Rademics Logo

Rademics Research Institute

Research Copilot
Peer Reviewed Chapter
Chapter Name : AI-Enabled Career Prediction and Skill Mapping Systems for Higher Education Students

Author Name : B. Suresh Kumar, Monica Goud

Copyright: ©2026 | Pages: 29

DOI: To be updated-ch10 Cite

Received: Accepted: Published:

Abstract

The rapid transformation of the global job market and the increasing complexity of career pathways require a new approach to career counseling within higher education. Traditional methods often fail to meet the diverse and evolving needs of students, particularly in the context of emerging industries and non-traditional career paths. This chapter explores the application of Artificial Intelligence (AI) in career prediction and skill mapping systems, focusing on how these technologies can be leveraged to offer personalized, data-driven career guidance. AI-powered systems analyze a wide range of student data, including academic performance, extracurricular activities, and social media presence, to generate tailored career recommendations that align with individual interests, competencies, and evolving job market demands. The chapter examines the integration of deep learning, natural language processing, and predictive analytics in career prediction models and skill mapping frameworks, while also addressing the challenges posed by data imbalance and ethical considerations. Key insights are drawn from case studies demonstrating the successful implementation of AI in educational institutions, emphasizing its potential to improve student engagement, academic motivation, and long-term career outcomes. As the job market continues to evolve, the chapter emphasizes the growing importance of AI in preparing students for future careers by ensuring that skill mapping and career guidance remain relevant, dynamic, and personalized.

Introduction

The landscape of career guidance in higher education is undergoing a radical shift, largely driven by advancements in technology [1]. Traditional career counseling approaches, which often rely on generalized advice and standardized assessments, struggle to keep pace with the rapid evolution of the job market [2]. As industries transform and new career paths emerge, students are faced with a growing need for personalized career guidance that takes into account their unique skills, interests, and aspirations [3]. The emergence of Artificial Intelligence (AI) offers a promising solution, enabling higher education institutions to provide tailored [4], data-driven career predictions and skill mapping that align with both students’ individual profiles and the dynamic demands of the workforce [5].

AI-powered career prediction systems offer a significant departure from traditional methods by utilizing vast amounts of student data to generate highly personalized career recommendations [6]. These systems collect and analyze a wide range of information, including academic performance, extracurricular involvement, soft skills, and even digital footprints such as social media activity and online learning [7]. By integrating these data points, AI models can paint a more accurate and holistic picture of a student's capabilities and career potential [8]. Unlike traditional methods, which often rely on a limited set of factors [9], AI enables a nuanced understanding of a student's readiness for various career paths, ensuring that the career guidance provided is both relevant and aligned with real-world job market trends [10].

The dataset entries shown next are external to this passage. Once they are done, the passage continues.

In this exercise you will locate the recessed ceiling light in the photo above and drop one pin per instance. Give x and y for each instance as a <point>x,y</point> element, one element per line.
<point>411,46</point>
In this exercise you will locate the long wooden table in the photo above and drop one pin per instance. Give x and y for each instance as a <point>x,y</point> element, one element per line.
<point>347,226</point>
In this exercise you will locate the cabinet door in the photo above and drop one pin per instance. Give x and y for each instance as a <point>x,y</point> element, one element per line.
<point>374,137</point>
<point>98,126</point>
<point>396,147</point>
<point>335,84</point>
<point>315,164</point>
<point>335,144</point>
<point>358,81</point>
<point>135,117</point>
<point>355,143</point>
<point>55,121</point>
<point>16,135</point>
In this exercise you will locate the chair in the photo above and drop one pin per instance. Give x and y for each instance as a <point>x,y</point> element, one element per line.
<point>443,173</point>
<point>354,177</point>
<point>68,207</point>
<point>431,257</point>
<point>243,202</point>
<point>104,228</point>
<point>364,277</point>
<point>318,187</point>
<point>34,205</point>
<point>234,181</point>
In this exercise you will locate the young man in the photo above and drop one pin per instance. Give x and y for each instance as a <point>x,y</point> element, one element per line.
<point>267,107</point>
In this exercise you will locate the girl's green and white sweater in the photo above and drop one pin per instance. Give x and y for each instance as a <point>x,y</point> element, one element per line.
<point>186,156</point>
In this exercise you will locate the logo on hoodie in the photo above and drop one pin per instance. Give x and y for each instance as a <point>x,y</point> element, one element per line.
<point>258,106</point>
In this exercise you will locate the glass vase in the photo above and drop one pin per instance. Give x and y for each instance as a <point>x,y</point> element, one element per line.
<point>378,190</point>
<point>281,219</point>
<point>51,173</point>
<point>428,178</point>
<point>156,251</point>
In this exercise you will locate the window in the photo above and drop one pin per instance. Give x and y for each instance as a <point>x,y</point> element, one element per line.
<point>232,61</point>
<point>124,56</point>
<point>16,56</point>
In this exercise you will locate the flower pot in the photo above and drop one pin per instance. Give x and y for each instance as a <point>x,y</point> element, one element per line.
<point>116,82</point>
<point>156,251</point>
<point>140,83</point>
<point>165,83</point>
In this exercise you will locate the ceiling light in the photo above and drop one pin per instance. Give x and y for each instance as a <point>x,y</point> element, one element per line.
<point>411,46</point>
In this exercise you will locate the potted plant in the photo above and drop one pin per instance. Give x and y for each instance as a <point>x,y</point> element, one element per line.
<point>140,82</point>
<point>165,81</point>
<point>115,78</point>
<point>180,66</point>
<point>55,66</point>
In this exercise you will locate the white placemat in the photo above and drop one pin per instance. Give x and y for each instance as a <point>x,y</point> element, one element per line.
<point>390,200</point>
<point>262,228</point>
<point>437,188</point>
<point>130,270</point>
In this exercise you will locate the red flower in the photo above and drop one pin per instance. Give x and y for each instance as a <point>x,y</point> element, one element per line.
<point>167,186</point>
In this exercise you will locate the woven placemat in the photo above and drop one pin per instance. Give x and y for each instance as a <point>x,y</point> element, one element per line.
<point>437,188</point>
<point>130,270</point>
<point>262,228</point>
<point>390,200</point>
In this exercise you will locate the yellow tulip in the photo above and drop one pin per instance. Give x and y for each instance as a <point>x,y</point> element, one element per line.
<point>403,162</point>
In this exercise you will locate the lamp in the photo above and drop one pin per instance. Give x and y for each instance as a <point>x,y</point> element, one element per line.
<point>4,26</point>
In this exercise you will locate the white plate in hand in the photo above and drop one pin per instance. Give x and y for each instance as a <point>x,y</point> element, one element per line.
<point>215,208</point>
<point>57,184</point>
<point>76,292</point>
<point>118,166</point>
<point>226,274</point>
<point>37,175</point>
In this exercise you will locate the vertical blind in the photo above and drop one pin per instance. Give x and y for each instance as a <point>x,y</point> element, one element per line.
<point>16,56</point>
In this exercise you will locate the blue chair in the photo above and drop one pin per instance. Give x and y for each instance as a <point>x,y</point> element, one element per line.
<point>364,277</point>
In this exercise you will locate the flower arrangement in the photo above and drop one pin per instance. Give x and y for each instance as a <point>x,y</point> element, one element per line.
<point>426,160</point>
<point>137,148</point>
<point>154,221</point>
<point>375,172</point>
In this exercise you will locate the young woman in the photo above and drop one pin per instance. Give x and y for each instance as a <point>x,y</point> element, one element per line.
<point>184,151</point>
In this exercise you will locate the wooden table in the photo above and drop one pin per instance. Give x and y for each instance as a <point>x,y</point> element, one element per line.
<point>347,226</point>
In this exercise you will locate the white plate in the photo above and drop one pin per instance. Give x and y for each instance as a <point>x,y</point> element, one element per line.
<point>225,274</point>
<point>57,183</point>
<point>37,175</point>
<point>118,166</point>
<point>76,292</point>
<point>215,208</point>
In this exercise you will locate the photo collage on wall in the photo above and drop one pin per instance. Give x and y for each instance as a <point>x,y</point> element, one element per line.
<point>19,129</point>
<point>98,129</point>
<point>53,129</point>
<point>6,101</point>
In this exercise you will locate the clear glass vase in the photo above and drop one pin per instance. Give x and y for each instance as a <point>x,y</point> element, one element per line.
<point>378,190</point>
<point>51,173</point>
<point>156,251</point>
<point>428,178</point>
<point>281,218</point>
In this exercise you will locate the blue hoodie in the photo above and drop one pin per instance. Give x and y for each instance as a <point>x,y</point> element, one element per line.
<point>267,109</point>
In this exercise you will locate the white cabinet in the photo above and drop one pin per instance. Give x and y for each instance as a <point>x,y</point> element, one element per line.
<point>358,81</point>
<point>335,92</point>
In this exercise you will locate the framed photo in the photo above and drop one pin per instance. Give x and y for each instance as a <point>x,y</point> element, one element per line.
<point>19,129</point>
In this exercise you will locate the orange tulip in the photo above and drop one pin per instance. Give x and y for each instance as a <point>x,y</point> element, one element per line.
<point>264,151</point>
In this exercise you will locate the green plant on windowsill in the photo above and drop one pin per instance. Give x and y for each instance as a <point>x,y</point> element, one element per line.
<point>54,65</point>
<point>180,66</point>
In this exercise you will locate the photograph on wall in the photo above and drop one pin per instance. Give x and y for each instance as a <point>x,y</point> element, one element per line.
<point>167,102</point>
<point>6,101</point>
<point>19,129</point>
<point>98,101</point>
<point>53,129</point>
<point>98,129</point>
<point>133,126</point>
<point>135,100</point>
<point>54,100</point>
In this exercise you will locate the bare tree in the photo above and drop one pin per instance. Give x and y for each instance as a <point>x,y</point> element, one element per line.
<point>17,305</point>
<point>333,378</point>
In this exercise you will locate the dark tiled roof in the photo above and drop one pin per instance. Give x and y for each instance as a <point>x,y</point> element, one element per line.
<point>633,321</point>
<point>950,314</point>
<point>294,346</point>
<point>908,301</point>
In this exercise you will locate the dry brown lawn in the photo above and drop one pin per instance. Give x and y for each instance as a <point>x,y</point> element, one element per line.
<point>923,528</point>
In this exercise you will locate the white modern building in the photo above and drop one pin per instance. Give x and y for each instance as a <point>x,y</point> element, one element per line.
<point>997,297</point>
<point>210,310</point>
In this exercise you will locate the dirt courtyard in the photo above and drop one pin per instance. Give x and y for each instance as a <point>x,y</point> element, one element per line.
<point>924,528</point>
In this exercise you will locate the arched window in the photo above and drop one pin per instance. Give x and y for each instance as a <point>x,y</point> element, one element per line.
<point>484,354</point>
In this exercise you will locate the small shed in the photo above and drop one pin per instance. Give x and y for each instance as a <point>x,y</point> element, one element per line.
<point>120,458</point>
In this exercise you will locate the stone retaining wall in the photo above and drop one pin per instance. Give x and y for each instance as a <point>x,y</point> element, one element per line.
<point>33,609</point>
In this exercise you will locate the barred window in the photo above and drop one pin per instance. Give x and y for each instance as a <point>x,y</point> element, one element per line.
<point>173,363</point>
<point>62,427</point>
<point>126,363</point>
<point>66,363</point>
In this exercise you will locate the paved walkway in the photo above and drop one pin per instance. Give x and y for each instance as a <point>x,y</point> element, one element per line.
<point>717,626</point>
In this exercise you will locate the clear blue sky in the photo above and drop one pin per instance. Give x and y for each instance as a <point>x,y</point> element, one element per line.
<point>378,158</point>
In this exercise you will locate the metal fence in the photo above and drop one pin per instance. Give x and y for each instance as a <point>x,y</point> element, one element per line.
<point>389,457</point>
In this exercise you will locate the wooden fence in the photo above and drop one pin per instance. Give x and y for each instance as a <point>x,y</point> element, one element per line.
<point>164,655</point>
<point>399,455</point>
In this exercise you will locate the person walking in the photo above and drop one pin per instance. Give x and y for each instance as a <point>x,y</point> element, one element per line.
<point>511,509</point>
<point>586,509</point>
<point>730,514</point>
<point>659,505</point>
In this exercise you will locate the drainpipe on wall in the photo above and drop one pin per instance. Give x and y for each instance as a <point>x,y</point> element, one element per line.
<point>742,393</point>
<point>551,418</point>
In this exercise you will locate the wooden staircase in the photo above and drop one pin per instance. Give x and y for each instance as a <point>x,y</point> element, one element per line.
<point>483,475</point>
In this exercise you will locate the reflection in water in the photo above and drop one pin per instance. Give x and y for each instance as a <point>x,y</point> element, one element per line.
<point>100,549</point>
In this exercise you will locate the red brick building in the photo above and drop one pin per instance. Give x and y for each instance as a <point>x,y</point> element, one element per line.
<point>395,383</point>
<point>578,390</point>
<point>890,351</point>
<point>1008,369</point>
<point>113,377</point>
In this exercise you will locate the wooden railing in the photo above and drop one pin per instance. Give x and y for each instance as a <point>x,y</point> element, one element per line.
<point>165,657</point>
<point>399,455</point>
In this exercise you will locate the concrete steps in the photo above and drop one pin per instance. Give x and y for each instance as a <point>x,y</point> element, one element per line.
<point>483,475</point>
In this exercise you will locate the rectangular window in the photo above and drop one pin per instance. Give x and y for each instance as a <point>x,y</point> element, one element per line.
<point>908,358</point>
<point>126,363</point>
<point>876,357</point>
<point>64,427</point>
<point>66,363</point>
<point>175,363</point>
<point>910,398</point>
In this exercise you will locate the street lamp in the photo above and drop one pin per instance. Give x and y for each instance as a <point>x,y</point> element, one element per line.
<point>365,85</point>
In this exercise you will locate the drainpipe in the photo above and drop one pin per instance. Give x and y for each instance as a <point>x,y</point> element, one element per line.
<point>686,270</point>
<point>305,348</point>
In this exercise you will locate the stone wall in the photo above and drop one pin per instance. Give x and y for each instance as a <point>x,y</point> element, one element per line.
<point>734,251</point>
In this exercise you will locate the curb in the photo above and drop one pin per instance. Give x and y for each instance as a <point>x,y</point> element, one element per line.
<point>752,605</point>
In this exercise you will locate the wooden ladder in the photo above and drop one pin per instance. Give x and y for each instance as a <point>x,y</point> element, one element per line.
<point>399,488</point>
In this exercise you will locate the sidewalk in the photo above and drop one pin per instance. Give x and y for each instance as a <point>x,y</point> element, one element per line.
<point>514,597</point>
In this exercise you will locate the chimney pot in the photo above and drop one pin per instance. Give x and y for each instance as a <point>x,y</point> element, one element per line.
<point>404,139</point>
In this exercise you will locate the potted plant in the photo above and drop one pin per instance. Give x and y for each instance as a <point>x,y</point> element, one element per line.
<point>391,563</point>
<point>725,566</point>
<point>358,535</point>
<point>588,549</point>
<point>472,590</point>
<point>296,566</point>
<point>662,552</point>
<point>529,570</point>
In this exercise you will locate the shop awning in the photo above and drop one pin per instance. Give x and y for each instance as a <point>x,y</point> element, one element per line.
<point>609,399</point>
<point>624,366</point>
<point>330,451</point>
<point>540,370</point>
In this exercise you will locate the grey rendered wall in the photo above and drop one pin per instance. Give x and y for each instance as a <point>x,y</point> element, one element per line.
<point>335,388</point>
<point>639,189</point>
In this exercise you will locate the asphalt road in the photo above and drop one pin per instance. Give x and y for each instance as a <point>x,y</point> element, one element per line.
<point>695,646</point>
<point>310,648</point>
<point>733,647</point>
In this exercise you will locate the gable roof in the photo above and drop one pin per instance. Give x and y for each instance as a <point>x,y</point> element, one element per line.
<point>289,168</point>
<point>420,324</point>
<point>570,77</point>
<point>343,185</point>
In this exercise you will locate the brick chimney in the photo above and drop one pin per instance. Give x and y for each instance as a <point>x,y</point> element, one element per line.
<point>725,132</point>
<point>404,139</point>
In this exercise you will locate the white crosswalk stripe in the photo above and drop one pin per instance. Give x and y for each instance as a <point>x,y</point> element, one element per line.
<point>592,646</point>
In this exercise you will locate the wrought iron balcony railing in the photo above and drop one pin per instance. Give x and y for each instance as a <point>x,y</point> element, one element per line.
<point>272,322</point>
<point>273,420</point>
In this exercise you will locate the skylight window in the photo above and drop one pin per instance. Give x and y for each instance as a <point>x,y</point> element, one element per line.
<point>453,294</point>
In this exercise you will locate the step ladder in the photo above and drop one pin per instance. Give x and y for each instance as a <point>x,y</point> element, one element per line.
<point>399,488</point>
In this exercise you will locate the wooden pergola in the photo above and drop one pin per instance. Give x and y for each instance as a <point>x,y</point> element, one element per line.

Deep learning and machine learning algorithms play a central role in the accuracy and effectiveness of AI-driven career prediction and skill mapping systems [11]. These technologies enable the processing of large, complex datasets to uncover hidden patterns and relationships that might otherwise go unnoticed [12]. For example, deep learning models can analyze past academic performance, extracurricular activities, and even psychological traits to predict a student’s success in specific careers [13]. Through iterative learning, these systems continuously refine their predictions as they gain access to new data, making career counseling a dynamic, real-time process [14]. This adaptability is especially valuable in today’s fast-paced job market, where industries are constantly evolving and emerging career opportunities require a diverse and ever-changing set of skills [15].